To laugh in joy, to grieve in sorrow....

Yesterday marked 15 years of marriage to my best friend.  I know it sounds cliche and a little sugary sweet, but it's the truth.  As we watched our wedding video with our children, our hearts swelled with love and memories of days gone by.  Our kids giggled with astonishment to see what their parents, grandparents, aunts and uncles looked like 15 years ago. I squirmed at embarrassing parts and laughed my head off at others, and cried at the beauty of the day.

Andrew composed a song for me and performed it for me at the wedding.  I was in awe as I watched him sing to me.  He was just a young kid, but his heart was mine and I knew it then and I know it now.  How blessed I am to have found such true love at such a young age.  Some people wondered if we were ready to be married at such tender ages, yet I knew Andrew was to be mine, and I was to be his.  Life-long marriage was modeled to us by parents who loved each other and God and I knew we had found that kind of love.  Although we were naive and young, I remember wise words from my cousin Linda, who assured me how blessed I was to have found my life long love so early on in life.  I love the shock on people's faces when they hear we have been married for 15 years!  Andrew was getting his hair cut yesterday and the hair dresser nearly fell over when she heard that he had been married that long!  In a world that is so well versed in brokenness and faltering emotion, choosing to love after 15 years truly is a testament of the role that God plays in a marriage.

It was humbling to hear our vows and to see the young promise of hope in our faces and in our smiles.  We were on top of the world.  We were in that sweet new love stage, and meant every word of our vows.  Yet no one could have prepared us for when joy turned to sorrow and our vows became more than just words.  We had our ups and downs in marriage of course, yet our journey of Grace led us to the path of unequivocal sorrow and pain.  As I watched our young hopeful selves vow before God and man to grieve together in sorrow and love each other through sickness and in health my heart was wrung out.  Memories of our sweet baby, the hospital visits, the ultrasounds, the medicines, the medical teams, the countless hours of prayer and fasting, the constant hope that things would change, followed by the somber realization and disappointment that she would not be with us long, all seemed to pour out from my heart.
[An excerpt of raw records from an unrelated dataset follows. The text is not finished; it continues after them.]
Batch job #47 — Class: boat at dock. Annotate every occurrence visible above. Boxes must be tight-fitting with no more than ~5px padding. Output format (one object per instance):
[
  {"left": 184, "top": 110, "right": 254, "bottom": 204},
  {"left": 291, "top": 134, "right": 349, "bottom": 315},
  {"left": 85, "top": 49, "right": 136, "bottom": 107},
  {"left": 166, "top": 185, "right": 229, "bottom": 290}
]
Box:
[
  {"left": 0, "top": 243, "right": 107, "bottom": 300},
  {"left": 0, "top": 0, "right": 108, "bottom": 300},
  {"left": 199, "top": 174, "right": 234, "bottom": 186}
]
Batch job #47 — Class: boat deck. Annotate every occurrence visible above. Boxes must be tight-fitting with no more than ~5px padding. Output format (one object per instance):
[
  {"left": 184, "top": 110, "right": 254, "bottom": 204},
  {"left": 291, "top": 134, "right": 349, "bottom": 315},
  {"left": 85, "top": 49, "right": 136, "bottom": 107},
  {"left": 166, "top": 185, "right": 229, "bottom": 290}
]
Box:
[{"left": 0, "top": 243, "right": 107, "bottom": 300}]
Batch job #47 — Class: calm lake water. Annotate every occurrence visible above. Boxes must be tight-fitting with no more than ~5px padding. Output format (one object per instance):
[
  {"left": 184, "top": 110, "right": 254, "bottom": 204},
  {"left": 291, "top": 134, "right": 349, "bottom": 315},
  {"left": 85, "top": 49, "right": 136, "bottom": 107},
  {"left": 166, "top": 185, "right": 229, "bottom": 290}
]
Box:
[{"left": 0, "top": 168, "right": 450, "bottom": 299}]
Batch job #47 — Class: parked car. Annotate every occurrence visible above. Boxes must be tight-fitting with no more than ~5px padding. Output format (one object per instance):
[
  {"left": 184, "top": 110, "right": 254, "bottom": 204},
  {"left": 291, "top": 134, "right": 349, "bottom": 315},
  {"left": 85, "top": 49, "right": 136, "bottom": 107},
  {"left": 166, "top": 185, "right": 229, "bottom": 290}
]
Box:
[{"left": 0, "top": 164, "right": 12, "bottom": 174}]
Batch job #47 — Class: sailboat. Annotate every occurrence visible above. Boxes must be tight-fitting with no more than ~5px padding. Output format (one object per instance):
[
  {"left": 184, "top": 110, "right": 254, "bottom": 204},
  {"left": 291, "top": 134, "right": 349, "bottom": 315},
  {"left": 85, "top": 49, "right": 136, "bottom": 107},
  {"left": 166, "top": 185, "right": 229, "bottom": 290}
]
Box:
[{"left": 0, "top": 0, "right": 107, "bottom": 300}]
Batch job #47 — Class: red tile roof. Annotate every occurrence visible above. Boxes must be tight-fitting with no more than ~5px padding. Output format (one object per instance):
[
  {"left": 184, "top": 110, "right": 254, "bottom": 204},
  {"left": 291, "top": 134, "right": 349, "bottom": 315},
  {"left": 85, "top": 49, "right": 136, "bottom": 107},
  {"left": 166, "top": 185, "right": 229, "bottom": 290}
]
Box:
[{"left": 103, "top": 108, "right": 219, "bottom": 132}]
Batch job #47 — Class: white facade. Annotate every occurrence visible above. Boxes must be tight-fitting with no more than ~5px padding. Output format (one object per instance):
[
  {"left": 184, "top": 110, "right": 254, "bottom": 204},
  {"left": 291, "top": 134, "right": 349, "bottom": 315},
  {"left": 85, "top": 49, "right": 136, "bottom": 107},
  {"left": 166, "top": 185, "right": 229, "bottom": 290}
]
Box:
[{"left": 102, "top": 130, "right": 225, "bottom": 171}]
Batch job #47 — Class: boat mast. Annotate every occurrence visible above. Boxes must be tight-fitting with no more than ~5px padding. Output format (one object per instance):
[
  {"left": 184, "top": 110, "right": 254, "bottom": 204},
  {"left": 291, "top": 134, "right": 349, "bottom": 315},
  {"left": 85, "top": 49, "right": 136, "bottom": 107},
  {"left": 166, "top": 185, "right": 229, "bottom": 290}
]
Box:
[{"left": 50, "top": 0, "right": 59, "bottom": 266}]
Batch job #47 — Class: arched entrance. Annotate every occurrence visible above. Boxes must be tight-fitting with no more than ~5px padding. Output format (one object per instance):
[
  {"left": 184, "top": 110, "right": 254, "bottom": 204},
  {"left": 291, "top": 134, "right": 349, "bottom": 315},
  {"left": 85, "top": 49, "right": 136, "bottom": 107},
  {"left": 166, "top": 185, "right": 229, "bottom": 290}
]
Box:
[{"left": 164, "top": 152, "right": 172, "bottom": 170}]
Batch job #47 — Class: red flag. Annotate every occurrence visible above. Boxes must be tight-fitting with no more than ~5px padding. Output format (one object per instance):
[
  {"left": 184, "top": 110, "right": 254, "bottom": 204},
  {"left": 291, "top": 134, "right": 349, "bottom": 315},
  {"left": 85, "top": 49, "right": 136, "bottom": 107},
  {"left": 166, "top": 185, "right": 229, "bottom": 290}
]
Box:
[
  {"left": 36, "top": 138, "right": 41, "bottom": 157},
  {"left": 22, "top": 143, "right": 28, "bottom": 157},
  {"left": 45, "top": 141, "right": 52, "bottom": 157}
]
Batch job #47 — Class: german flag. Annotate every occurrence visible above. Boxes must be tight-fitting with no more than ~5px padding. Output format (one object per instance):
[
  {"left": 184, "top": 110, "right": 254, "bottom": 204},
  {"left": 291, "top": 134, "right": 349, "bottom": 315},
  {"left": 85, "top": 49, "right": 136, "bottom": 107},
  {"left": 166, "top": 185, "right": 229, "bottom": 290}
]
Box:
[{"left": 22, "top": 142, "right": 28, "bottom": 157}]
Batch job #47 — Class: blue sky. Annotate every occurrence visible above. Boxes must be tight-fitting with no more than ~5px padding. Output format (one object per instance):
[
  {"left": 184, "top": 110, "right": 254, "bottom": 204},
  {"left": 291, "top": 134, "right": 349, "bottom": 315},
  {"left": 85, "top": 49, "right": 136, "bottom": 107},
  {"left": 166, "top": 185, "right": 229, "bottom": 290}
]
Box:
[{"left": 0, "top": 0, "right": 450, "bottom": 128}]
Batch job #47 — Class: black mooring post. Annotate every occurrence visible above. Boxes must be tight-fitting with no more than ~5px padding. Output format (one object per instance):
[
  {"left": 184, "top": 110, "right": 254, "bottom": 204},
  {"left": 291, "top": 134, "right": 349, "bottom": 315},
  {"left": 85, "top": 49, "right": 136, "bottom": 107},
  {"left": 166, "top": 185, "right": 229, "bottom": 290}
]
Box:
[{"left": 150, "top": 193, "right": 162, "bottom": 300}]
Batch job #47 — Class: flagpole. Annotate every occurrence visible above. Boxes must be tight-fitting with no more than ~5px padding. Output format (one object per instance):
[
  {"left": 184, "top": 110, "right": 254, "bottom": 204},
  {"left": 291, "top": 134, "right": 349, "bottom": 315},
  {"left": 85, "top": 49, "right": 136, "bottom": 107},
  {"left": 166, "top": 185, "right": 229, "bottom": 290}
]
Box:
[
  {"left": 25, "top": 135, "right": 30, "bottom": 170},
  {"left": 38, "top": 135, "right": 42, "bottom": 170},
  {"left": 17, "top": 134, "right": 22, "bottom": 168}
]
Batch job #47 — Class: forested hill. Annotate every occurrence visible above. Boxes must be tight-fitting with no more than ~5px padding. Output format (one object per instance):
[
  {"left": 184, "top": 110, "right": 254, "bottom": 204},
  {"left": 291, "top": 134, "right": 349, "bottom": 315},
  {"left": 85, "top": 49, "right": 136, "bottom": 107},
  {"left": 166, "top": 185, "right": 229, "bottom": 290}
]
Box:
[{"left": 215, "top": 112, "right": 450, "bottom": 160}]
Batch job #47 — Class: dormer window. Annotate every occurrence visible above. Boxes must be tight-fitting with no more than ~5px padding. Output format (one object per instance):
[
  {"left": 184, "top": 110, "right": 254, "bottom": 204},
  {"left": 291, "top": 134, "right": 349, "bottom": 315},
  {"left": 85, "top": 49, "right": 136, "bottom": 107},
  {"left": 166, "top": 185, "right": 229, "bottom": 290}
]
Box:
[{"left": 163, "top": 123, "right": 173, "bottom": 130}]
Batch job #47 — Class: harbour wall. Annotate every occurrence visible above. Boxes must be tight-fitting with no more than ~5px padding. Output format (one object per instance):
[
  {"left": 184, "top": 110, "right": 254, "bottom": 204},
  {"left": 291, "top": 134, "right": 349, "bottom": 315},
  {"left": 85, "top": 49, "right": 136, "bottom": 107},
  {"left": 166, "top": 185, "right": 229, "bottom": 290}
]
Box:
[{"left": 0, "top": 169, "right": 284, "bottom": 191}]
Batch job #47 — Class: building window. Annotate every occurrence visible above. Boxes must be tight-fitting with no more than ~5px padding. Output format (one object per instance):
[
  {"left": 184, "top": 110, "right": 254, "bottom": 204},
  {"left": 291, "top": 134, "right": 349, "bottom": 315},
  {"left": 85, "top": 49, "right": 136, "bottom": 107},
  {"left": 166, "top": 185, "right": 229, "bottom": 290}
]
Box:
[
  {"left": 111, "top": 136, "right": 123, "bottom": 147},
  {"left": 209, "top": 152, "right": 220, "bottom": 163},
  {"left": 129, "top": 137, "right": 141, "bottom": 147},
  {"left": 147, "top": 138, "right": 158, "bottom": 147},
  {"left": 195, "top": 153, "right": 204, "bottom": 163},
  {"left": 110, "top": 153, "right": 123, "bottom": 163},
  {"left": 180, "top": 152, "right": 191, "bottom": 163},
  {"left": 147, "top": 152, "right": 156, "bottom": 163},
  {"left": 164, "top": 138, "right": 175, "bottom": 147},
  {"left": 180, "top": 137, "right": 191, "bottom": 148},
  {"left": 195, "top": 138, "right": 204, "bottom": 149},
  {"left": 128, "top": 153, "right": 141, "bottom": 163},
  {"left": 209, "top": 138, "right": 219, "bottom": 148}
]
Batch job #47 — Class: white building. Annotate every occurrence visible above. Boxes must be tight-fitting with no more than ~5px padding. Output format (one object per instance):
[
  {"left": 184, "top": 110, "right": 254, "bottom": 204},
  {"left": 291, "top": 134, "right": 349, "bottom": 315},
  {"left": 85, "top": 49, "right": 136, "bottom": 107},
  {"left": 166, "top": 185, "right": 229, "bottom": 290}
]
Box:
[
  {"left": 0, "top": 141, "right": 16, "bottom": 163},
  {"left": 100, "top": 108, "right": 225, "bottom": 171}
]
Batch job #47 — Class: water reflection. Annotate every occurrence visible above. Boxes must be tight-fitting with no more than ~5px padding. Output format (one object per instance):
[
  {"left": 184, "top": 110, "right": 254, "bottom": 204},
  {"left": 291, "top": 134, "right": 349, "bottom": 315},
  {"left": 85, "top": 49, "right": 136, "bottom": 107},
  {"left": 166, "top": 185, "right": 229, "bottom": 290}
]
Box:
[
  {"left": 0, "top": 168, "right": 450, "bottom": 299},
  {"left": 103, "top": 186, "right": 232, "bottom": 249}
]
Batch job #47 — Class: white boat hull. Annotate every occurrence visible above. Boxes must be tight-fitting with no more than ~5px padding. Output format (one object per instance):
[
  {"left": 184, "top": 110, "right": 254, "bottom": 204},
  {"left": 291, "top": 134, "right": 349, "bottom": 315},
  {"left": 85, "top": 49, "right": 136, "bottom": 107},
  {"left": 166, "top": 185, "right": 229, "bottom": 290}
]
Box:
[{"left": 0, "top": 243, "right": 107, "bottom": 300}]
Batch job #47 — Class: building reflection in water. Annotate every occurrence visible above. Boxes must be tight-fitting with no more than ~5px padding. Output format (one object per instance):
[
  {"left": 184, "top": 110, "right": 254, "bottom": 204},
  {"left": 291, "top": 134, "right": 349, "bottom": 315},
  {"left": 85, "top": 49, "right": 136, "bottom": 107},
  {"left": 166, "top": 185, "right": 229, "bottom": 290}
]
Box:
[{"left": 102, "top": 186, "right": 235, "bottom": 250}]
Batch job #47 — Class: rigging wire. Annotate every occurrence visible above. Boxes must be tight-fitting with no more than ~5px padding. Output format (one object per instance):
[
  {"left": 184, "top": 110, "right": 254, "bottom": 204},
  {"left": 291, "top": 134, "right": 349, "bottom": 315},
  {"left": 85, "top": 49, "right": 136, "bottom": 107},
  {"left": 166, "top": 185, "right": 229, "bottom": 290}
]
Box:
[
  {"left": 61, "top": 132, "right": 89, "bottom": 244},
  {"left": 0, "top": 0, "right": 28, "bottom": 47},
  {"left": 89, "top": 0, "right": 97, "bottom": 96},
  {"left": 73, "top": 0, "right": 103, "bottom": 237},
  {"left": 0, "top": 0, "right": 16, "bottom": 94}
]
No, no one could have prepared us as we pledged our lives to each other of the true sorrow we would walk through.  No amount of pre-marital counselling, no inspirational talks would ever have been enough to sustain us through the loss of our sweet babe.  It is only through the anchor that is Christ that we grew closer together instead of further apart.  We met quite a few families in hospital wards, doctor offices and emergency rooms that were broken by the strain of living with a child with such special needs.  There were many times Andrew and I grieved differently which often led to stress and hurt in our marriage, but the constant tether we both had to God would draw us back to one another.  

As I reflect on these 15 years together, I can see the fruit that has come by choosing to honor those vows we made that day.

Even if I had known the pain that awaited us, I would still choose you Andrew.  For the love that was borne from such deep valleys of pain has been equaled by the joy and beauty of the mountain top.  There is no one I would rather do life with.  It has always been you and always will be...through the joy and the sorrow, in sickness and in health, for richer or poorer, forsaking all others...it is to you, that I continually choose to make this vow.